Microcorruption War Game (levels 1-8)
Microcorruption (https://microcorruption.com/) is a long-time running “game” that gives you a series of puzzles that you have to solve. The fun bit? You solve the puzzles by learning and abusing assembly language! It uses MSP430 assembly (apparently an assembly language made by TI, the calculator guys), and is all in-browser. It displays the disassembled code, a live dump of memory, a console, and the register values. The story around it is simple: you’re trying to break into warehouses that are locked with an electronic lock. The company you work for has gotten the code that the locks use and disassembled it, and it’s your job to step through the code and figure out the password to get the lock to open. Each level uses a more and more complicated version of the electronic lock, but thankfully, the developers who made the lock code are pretty characteristically overworked and/or underpaid, so the code is rife with lovely bugs or just stupid programming that you can take advantage of.
I haven’t gotten through the whole game yet by a longshot, but I’ve gotten a fair few, and wanted to walk you through some of the solutions.
But I’m not just going to give away the secret! Instead, for each level, I’ll give a list of hints that could potentially help you along the way. I’m not including the solutions, cuz cheating is only fun if you’re doing it in a really clever way ;)
New Orleans
The first level after the tutorial! Really, it’s making sure you understand what the heck the disassembler window is actually displaying.
Hints
- Put in a test password, then step through the code. Look to see if/where it compares your test password with another value. Can you see what the comparison is?
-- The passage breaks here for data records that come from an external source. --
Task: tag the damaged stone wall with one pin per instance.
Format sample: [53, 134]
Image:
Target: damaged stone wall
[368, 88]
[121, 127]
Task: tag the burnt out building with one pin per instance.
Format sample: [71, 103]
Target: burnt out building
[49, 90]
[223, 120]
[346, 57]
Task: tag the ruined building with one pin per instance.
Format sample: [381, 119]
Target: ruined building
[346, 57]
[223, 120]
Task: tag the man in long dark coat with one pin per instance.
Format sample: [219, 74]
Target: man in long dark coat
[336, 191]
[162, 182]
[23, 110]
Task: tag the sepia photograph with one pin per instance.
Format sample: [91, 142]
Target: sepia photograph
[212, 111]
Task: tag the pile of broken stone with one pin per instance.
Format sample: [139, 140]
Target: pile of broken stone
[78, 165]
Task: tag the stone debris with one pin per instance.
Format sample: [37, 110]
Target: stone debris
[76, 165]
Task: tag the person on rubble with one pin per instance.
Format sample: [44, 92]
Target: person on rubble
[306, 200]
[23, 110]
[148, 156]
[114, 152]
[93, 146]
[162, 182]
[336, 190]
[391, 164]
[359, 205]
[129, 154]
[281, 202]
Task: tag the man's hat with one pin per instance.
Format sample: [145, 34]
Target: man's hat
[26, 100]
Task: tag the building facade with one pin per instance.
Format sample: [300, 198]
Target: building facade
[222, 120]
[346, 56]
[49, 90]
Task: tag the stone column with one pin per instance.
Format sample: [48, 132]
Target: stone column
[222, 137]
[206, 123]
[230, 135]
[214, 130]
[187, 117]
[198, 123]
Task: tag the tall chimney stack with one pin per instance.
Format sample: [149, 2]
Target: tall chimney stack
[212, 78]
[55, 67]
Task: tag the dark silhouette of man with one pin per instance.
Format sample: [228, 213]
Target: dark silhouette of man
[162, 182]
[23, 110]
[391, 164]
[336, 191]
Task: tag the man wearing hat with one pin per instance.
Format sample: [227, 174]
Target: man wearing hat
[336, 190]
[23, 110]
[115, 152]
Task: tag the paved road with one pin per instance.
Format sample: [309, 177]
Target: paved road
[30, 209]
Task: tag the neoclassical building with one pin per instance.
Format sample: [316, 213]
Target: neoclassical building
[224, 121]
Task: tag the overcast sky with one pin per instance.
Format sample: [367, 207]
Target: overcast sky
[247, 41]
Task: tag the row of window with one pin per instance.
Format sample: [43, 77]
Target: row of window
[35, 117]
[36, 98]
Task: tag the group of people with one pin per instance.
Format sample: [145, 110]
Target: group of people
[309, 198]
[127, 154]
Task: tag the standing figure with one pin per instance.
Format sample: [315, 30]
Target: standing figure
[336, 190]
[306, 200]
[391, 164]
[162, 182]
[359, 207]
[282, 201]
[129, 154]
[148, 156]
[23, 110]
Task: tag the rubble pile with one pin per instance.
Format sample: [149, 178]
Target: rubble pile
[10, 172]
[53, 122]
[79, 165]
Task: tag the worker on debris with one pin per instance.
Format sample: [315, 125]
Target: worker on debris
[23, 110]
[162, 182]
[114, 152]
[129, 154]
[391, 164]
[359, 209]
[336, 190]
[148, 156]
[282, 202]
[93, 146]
- Always look for helpful function names. Anything along the lines of “validate_password()” or “is_password_correct()”?
Sydney
The wise-guys that made the lock pushed out a patch so the password wasn’t just sitting in memory, the jerks…
Hints
- Put in a test password, then step through the code. Look to see if/where it compares your test password with another value. Can you see what the comparison is?
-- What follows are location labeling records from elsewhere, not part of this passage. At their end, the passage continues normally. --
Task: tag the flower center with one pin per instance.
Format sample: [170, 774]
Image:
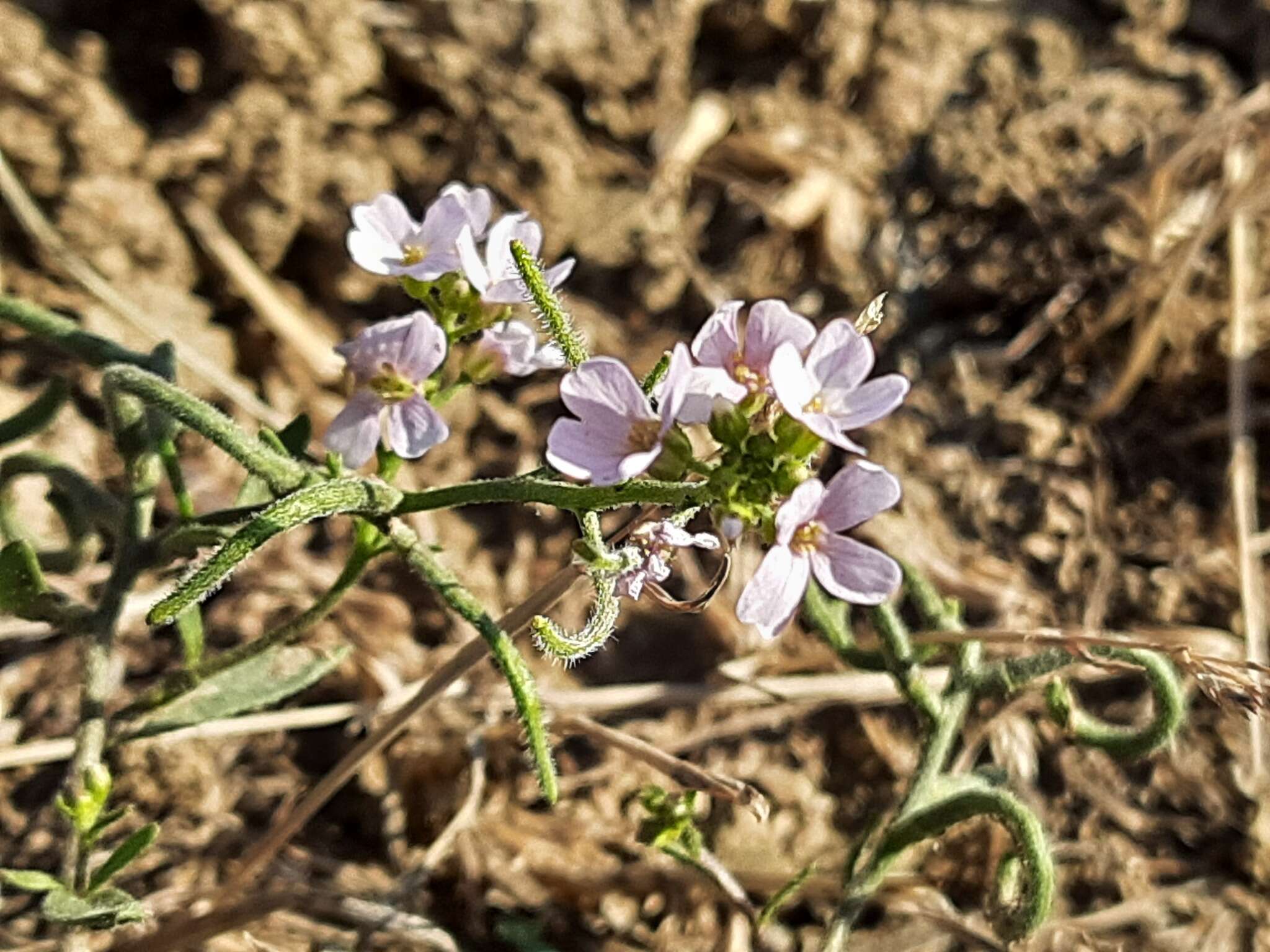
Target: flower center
[808, 537]
[644, 434]
[390, 386]
[748, 377]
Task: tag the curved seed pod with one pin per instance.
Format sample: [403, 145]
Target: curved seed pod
[351, 495]
[1026, 891]
[550, 311]
[571, 646]
[1124, 742]
[281, 472]
[525, 692]
[37, 414]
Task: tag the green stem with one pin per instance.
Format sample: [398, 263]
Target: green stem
[347, 495]
[70, 337]
[141, 466]
[563, 495]
[508, 659]
[37, 414]
[551, 312]
[366, 547]
[281, 472]
[1124, 742]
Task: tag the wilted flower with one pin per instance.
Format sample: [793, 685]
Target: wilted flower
[618, 434]
[732, 368]
[495, 277]
[654, 545]
[807, 544]
[827, 392]
[512, 347]
[386, 240]
[389, 362]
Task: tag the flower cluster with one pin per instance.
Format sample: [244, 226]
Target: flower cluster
[773, 397]
[395, 364]
[771, 392]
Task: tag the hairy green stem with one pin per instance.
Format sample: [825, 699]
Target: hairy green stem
[70, 337]
[525, 694]
[346, 495]
[37, 414]
[563, 495]
[1124, 742]
[141, 467]
[550, 311]
[365, 550]
[281, 472]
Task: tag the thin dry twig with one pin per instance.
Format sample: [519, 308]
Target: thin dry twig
[42, 232]
[301, 334]
[682, 772]
[1244, 450]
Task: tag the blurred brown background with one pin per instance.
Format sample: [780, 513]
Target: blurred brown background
[1047, 192]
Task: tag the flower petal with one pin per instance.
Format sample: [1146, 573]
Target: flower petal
[866, 404]
[442, 223]
[841, 357]
[771, 324]
[498, 249]
[587, 452]
[718, 342]
[794, 386]
[858, 493]
[414, 428]
[603, 389]
[675, 386]
[799, 509]
[774, 593]
[356, 430]
[706, 385]
[470, 259]
[477, 205]
[376, 346]
[424, 348]
[371, 252]
[384, 218]
[854, 571]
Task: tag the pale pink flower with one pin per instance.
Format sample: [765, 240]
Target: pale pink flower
[385, 239]
[495, 276]
[654, 545]
[807, 544]
[513, 348]
[733, 368]
[619, 434]
[389, 362]
[827, 392]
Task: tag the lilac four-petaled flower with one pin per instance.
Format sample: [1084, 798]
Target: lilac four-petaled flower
[513, 347]
[655, 544]
[808, 544]
[827, 392]
[618, 433]
[730, 367]
[385, 239]
[389, 362]
[495, 276]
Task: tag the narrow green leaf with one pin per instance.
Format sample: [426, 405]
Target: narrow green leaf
[20, 579]
[258, 682]
[31, 880]
[125, 853]
[104, 909]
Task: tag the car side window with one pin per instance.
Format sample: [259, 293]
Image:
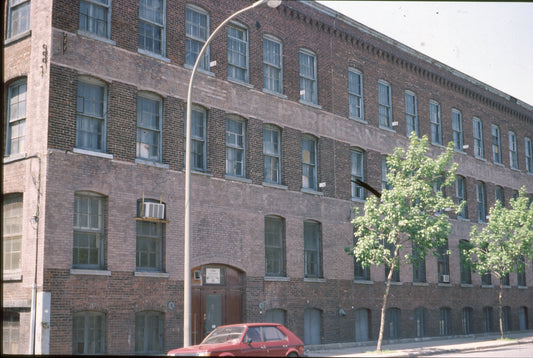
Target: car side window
[273, 334]
[252, 335]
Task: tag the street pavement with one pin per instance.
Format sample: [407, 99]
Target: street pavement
[419, 347]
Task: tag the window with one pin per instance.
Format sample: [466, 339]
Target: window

- This is looking awfully similar to the New Orleans, but the check_password isn’t looking in memory, it’s looking at something else…
Hanoi
This one is finally different from the first two, and the developers had the gall to change the method names.
Hints
- Put in a test password, then step through the code. Look to see if/where it compares your test password with another value. Where’s the comparison that splits the code flow between the “access granted” and “denied” logic?
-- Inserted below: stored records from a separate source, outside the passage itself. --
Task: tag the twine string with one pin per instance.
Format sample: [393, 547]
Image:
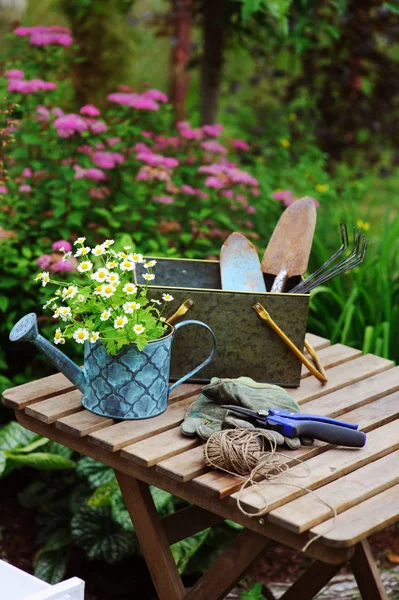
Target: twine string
[251, 454]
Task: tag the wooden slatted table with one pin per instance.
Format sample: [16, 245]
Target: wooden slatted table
[361, 484]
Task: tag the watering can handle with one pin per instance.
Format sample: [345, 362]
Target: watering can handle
[205, 362]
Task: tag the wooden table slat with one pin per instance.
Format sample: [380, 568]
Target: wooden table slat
[362, 520]
[308, 511]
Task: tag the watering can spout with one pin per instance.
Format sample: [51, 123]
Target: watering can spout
[26, 330]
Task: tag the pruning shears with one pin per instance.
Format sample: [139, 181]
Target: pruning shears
[291, 424]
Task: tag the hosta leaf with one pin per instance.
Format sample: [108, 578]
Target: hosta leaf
[96, 473]
[183, 551]
[13, 435]
[50, 566]
[41, 460]
[102, 539]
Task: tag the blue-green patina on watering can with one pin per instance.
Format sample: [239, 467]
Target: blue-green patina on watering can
[131, 384]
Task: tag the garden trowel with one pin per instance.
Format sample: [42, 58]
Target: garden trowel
[287, 253]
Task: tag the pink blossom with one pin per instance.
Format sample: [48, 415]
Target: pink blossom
[67, 125]
[89, 110]
[91, 173]
[30, 86]
[62, 244]
[239, 144]
[155, 95]
[212, 130]
[214, 146]
[14, 74]
[107, 160]
[163, 199]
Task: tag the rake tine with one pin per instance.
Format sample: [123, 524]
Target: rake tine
[345, 266]
[344, 237]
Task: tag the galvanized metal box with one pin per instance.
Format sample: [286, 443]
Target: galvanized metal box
[246, 345]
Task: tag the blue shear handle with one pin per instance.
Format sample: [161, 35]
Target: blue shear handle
[280, 412]
[205, 362]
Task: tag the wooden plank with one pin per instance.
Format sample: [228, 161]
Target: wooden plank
[152, 450]
[333, 356]
[83, 423]
[340, 376]
[308, 511]
[122, 434]
[184, 466]
[317, 341]
[316, 550]
[152, 538]
[324, 468]
[362, 520]
[21, 396]
[56, 407]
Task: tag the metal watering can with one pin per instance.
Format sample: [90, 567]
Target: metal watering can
[131, 384]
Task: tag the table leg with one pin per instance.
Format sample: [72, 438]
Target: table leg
[366, 573]
[311, 582]
[152, 537]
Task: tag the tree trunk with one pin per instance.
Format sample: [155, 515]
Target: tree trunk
[214, 36]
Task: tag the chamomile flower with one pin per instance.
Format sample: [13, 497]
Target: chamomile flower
[130, 288]
[113, 278]
[151, 263]
[138, 329]
[127, 265]
[81, 335]
[70, 292]
[108, 291]
[120, 322]
[58, 339]
[129, 307]
[79, 241]
[100, 275]
[64, 312]
[82, 251]
[85, 266]
[105, 315]
[99, 250]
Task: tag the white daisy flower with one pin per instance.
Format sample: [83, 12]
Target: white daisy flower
[81, 335]
[100, 275]
[99, 250]
[138, 329]
[58, 336]
[151, 263]
[80, 241]
[82, 251]
[120, 322]
[85, 266]
[105, 315]
[127, 265]
[70, 292]
[113, 278]
[130, 288]
[108, 291]
[129, 307]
- Line number 455a has the compare between what’s at 2410 and a hardcoded value cmp.b #0x3c, &Amp;0x2410 Is there a way you can write to that location and set it to 3c?
Reykjavik
A big departure from the other ones. Just reading the disassembly and trying to logic through it isn’t going to be enough, you gotta step through and go slow (and probably having a scratchpad out too)
Hints
- Put in a test password, then step through the code. Look to see if/where it compares your test password with another value. Where’s the comparison that splits the code flow between the “access granted” and “denied” logic? (Since some code gets shoved into memory and is executed there, you can’t use the disassembler to read the assembly. Make use of the assembler (https://microcorruption.com/assembler) or pay attention to the “Current Instruction” window so you can get what is actually happening in memory
Cusco
They’ve made it tougher this time. Now the logic to validate the password isn’t even stored on the device, instead it sends it over to a completely different module and just gets back a yes/no for if it’s the right password. Looks like we’re gonna have to stop guessing passwords and attack this in a different way….
Hints
- The password prompt says “Remember: passwords are between 8 and 16 characters”. Is that really true?
- Where is it writing the password to? Any chance of stack overflows?
Johannesburg
The popup says the developers have well and truly fixed issues with too long passwords, and it’s still sending the password out, so we can’t crack the password.
Hints
- Put in a test password, then step through the code. Where is the password stored, and how does it make sure it isn’t too long?
- It’s comparing something on the stack with a hardcoded value. Can you just set that location to match the hardcoded value and trick the code?
Whitehorse
Now we can’t even call the unlock_door() function that triggers the unlock, so we can’t just try to change the stack pointer.
Hints
- You can’t guess the password, and you can’t call the unlock_door(). If only you could add some extra code in there to call that interrupt. Can you still control the pc, at least?
- Maybe this time you don’t need to use filler before you take over the pc?
Montevideo
This seems to be the sibling of the Whitehorse problem.
Hints
- Step through the code. Looks like it’s pretty similar to last time. Maybe you can use the same solution? Why or why not?
- If you can’t do null bytes, that means you’ll have to change your code, maybe use a different instruction?